The BBC reports the graduate jobs market is strong despite gloomy forecasts of an impending recession, but the impact of the credit crunch is yet to hit.
An annual survey from the Higher Education Statistics Agency revealed 5.6 percent of graduates were out of work six months after graduation in 2007, compared with 6.1 percent the previous year.
The highest rates of unemployment were among computer science and creative arts graduates, and those with the lowest degree grades.
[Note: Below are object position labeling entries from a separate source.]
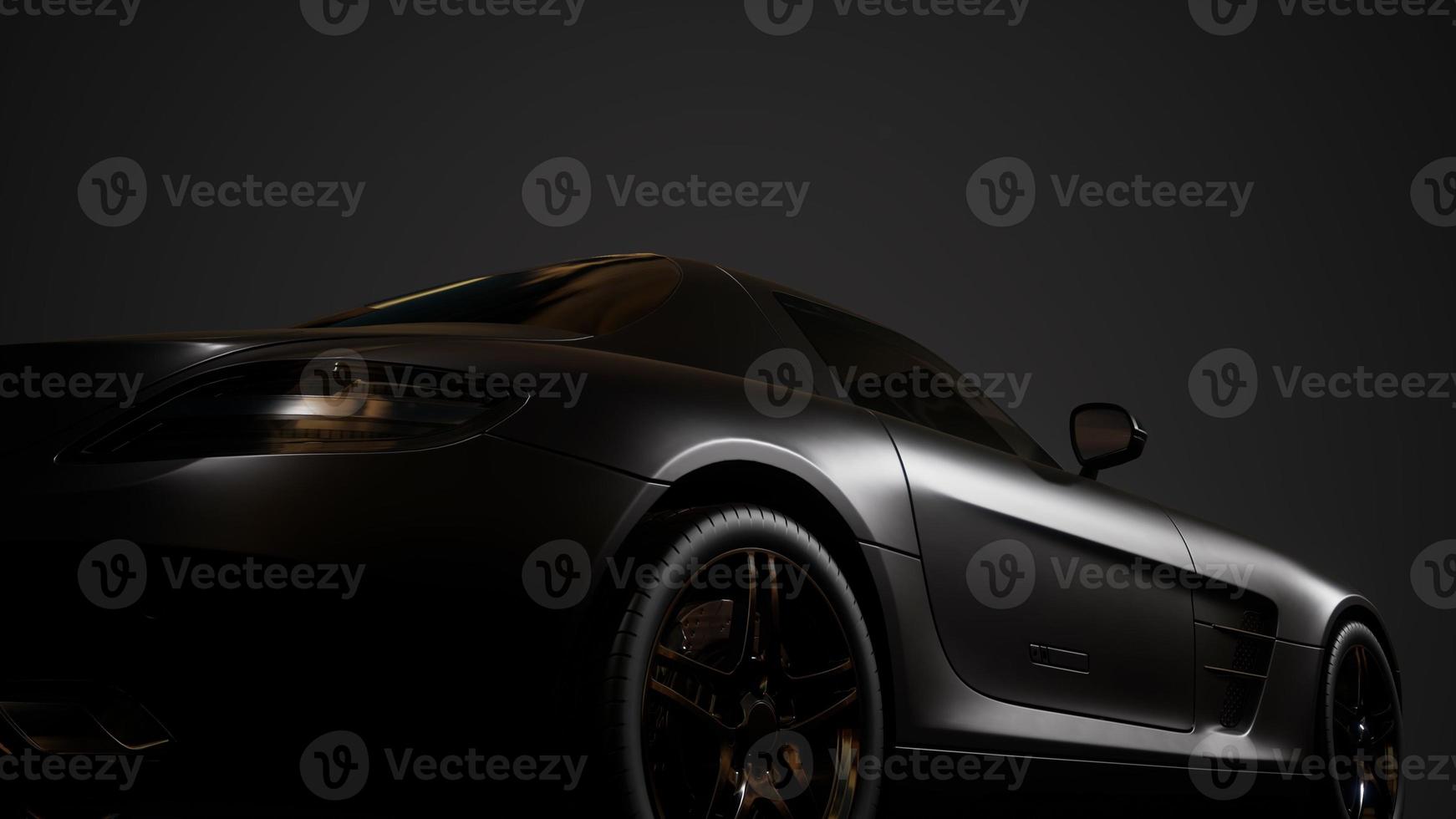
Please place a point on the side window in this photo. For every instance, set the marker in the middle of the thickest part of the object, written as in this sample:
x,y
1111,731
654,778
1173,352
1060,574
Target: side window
x,y
887,373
In 2002 the comparable graduate unemployment rate was 6.7 percent - compared to the latest figure of 5.6 percent. However this does not reflect this year’s batch of graduates entering a more competitive jobs market in the wake of the credit crunch its effects.
Graduates from a course leading to a specific career, such as medicine, dentistry and teaching, have very low unemployment rates with medicine having just 0.2 percent unemployment. Computer science, creative arts and design and mass communication degree graduates face potentially harsher employment conditions with between eight and 10 percent not working – the highest rates of unemployment.
Higher Education Minister Bill Rammell told the BBC the HESA survey highlighted the value of getting a degree, which he said represented increased earnings worth more than £100,000 over a lifetime. He said: "These latest figures show that graduate job prospects continue to improve as more and more employers require the wide range of skills that graduates bring to their business."